Katie Fullam Harris, senior vice president at MaineHealth, the parent company of Maine Medical Center, said MaineHealth has greatly expanded its primary care treatment programs for people struggling with opioids.

The “gold standard” to treat opioid addiction is medication-assisted treatment – such as Suboxone or methadone – combined with counseling.

“We’ve really come a long way. We are building the capacity for prevention and treatment to try to keep people out of the EDs,” Harris said.

But she said many people who have substance use disorder are uninsured, and trying to get the uninsured into a medication-assisted treatment program is difficult. Medicaid expansion would open up medication-assisted treatment to thousands of Mainers.

“Resources continue to be a problem for uninsured patients. It’s a significant barrier,” Harris said.

Smith said about 10,000 Mainers struggling with substance use disorder would gain access to treatment when Medicaid is expanded.


Dr. Anne Schuchat, acting director of the federal CDC, told reporters Tuesday that her agency is branching out to assess other aspects of the opioid crisis besides overdose deaths, and measuring emergency room visits is one of the ways to study the crisis in another way. Schuchat said they are hearing about many “innovative” strategies across the U.S. to provide help to people who need treatment.

“We think that the idea of initiating medically assisted treatment in the emergency department is an innovative and exciting strategy,” she said. “Another innovative approach is the idea of navigators.
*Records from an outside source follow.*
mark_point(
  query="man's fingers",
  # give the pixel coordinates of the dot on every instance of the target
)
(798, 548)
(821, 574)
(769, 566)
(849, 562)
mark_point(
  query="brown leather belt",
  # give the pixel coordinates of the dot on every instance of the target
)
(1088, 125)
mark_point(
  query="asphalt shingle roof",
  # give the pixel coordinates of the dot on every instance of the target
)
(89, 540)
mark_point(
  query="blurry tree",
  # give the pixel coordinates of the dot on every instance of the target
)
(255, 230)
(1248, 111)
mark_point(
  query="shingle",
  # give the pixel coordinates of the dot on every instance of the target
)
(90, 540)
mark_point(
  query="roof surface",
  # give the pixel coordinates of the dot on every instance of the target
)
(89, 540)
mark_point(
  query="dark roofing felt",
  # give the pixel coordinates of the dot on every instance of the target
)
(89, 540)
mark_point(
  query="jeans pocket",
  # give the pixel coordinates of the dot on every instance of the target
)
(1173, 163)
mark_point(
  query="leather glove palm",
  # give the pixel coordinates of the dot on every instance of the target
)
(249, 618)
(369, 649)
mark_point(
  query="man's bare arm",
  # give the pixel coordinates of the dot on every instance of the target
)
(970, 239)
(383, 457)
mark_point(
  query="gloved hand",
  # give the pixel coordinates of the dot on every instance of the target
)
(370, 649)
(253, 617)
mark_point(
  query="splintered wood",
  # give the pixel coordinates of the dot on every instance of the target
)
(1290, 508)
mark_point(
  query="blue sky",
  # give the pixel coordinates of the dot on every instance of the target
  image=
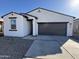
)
(63, 6)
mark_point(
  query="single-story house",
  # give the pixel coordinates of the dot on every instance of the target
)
(39, 21)
(76, 27)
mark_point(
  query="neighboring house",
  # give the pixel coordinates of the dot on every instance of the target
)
(76, 27)
(39, 21)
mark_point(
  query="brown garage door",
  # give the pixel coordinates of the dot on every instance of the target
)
(52, 28)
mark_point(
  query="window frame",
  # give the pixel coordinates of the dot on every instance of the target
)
(13, 19)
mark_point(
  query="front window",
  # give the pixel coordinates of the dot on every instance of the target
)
(13, 22)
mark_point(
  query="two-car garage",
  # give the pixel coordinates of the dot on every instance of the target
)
(52, 28)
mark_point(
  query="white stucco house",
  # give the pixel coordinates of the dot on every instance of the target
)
(76, 27)
(39, 21)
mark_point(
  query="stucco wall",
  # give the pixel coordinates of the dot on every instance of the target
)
(26, 26)
(20, 26)
(46, 16)
(76, 27)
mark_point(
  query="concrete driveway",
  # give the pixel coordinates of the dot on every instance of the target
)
(53, 47)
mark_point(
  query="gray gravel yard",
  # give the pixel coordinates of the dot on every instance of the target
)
(13, 48)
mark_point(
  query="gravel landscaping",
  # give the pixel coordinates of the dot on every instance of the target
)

So (there would be) a person in the emergency department whose job it is to follow up with the person after they’re awake, after they’re home to make sure that they do get connected and potentially help link them with … medication-assisted treatment a few days out.”

Also this week, a report in the Journal of the American Medical Association found that, in the first long-term study of its kind, common over-the-counter painkillers were as effective, and in some cases more effective, than opioids in controlling chronic pain. And common painkillers don’t have side effects, such as leading people into opioid addiction, the study concluded.
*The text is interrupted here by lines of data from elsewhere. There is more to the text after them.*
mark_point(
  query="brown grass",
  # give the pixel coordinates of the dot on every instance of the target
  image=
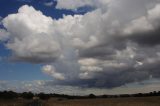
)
(132, 101)
(14, 102)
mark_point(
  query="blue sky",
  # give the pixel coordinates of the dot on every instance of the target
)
(84, 45)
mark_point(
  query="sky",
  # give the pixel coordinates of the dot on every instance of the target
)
(80, 47)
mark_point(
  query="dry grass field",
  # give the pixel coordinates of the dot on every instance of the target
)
(14, 102)
(132, 101)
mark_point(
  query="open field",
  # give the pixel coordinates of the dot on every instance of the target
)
(14, 102)
(131, 101)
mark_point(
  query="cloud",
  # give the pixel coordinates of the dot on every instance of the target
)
(49, 3)
(75, 4)
(108, 47)
(50, 70)
(31, 37)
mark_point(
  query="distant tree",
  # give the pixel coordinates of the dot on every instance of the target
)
(27, 95)
(43, 96)
(92, 96)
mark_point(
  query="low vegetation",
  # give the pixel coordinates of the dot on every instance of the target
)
(10, 98)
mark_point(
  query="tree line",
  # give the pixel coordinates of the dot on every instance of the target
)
(43, 96)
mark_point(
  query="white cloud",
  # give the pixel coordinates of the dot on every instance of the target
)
(3, 35)
(49, 3)
(32, 38)
(93, 45)
(50, 70)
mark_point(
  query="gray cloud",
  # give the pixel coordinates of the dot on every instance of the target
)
(106, 48)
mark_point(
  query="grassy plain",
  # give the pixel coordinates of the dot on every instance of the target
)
(130, 101)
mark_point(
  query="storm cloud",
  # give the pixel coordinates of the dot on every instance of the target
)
(115, 44)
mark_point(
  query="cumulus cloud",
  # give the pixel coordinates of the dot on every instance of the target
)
(31, 37)
(50, 70)
(74, 4)
(108, 47)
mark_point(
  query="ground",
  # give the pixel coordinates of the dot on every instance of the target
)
(131, 101)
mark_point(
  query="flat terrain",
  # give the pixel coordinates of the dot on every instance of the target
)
(132, 101)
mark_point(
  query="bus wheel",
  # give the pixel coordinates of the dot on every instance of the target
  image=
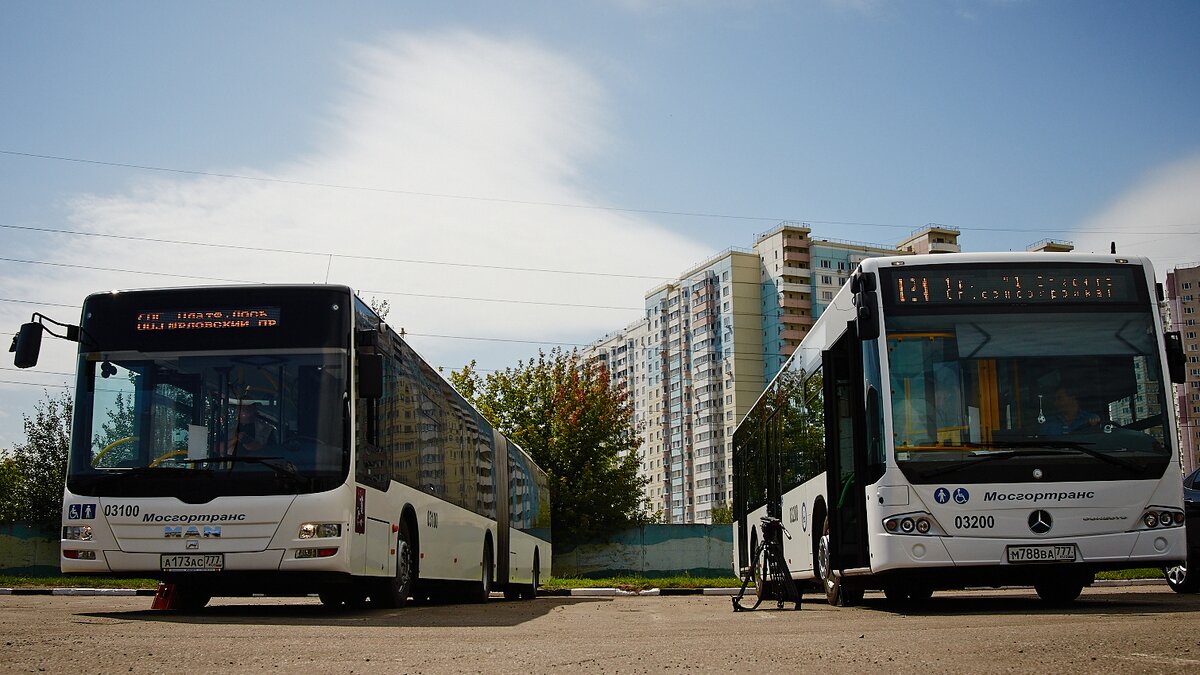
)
(1179, 579)
(531, 591)
(838, 592)
(483, 589)
(394, 592)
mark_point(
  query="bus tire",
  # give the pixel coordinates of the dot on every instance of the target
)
(838, 592)
(531, 591)
(479, 591)
(394, 592)
(1179, 579)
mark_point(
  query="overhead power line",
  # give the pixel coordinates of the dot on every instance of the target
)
(556, 204)
(385, 190)
(327, 255)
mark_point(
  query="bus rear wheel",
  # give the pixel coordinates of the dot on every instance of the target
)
(838, 591)
(1179, 579)
(394, 592)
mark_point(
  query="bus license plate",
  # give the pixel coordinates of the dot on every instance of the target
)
(1042, 553)
(192, 562)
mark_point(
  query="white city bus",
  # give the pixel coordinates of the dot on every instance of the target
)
(283, 440)
(970, 419)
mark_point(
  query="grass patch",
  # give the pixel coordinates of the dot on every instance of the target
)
(60, 581)
(642, 583)
(629, 583)
(1141, 573)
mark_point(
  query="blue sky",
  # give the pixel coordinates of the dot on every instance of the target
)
(448, 131)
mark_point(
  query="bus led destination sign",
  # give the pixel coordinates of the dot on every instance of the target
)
(990, 286)
(209, 320)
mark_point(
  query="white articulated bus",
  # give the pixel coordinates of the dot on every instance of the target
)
(283, 440)
(970, 419)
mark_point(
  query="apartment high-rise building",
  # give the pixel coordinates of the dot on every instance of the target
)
(709, 342)
(1183, 310)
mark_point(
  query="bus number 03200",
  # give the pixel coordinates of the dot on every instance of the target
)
(975, 521)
Dr. Stephen Hull, a pain specialist at Mercy Hospital, said it’s the latest study of many to question whether opioids should be used for chronic pain. The CDC now recommends against it.

“American physicians, and the public, have come to believe that opioids should be the first-line medication for moderate to severe pain,” Hull said. “However, there are an increasing number of high-quality studies that are demonstrating, for a number of conditions, injuries and surgeries, (that) a combination of ibuprofen or naproxen and acetaminophen is as effective or more effective than an opioid in reducing pain.”